Apple has tabled a policy that would have required workers to be in the office on Mondays, Tuesdays and Thursdays, citing the rising wave of covid-19 cases for the latest delay in its return to full-scale, in-person work.
Many of Apple’s 165,000 employees have been working remotely throughout the coronavirus pandemic, and like other major employers, the company has repeatedly postponed and reconfigured its return-to-work plans. But chief executive Tim Cook has been vocal about the importance of in-person work and the company has taken heat from some employees for taking a more restrictive approach in the transition back.
Google workers are back in the office three days a week, but some employees have been given the option to work remotely indefinitely. Microsoft allows its workers to develop their own hybrid work models, with manager approval. Amazon has left it up to employees to decide where they work.
The issue has become a flashpoint: A survey of 32,000 workers by the ADP Research Institute found that 64 percent of workers would consider quitting their jobs over return- to-office mandates.
Apple did not immediately respond to a request from The Washington Post for more details on the decision. The Cupertino, Calif.-based tech juggernaut has 29 office locations across 27 countries, according to Craft.
In a letter to Apple executives in early May, employees alleged that the policy compelling workers back to the office was driven by “fear … of the future of work, fear of worker autonomy, fear of losing control.” They contend that it would limit productivity and weaken diversity, making Apple “younger, whiter, more male-dominated, more neuro-normative, more able-bodied.”

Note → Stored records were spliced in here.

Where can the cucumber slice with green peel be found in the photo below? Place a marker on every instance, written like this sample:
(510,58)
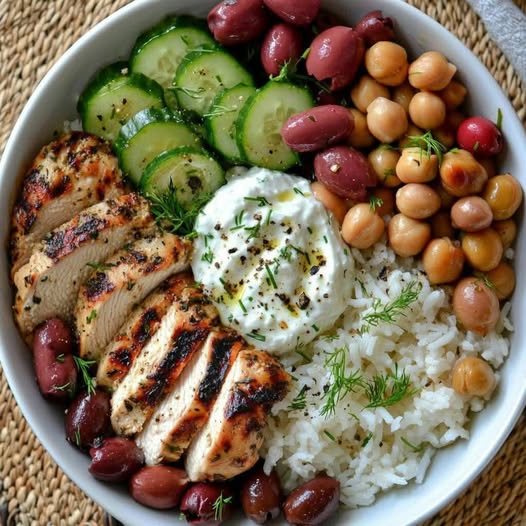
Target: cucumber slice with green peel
(220,122)
(148,134)
(192,173)
(113,97)
(159,51)
(261,119)
(203,74)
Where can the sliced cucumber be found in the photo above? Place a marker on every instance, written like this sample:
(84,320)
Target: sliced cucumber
(159,51)
(192,173)
(114,96)
(261,119)
(148,134)
(221,120)
(203,74)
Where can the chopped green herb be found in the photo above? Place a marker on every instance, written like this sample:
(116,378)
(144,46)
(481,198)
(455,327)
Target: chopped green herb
(389,312)
(385,390)
(340,384)
(299,402)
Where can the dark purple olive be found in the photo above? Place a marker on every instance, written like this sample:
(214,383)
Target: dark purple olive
(235,22)
(313,502)
(298,12)
(87,420)
(282,43)
(116,460)
(345,172)
(336,54)
(261,495)
(317,128)
(374,27)
(158,487)
(207,503)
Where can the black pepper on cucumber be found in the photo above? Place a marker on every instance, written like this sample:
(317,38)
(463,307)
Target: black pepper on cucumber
(148,134)
(113,97)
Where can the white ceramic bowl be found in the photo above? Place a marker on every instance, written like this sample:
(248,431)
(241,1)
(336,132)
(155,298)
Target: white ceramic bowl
(54,101)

Even Apple has acknowledged the allure of breaking out of the office. In March, a month before the launch of its “Hybrid Working Pilot,” the company released a nearly nine-minute ad slot about a group of employees “escaping their evil boss’s clutches” and the return-to-office work by quitting and creating a start-up using Apple products and software.
“We tell all of our customers how great our products are for remote work, yet, we ourselves, cannot use them to work remotely? How can we expect our customers to take that seriously,” workers said in the letter to executives. “How can we understand what problems of remote work need solving in our products, if we don’t live it?”
Office occupancy across 10 of the country’s top business centers, including Washington, D.C., New York, Chicago and Los Angeles, hit a pandemic-era high of 43.4 percent last week, according to data tracked by Kastle Systems.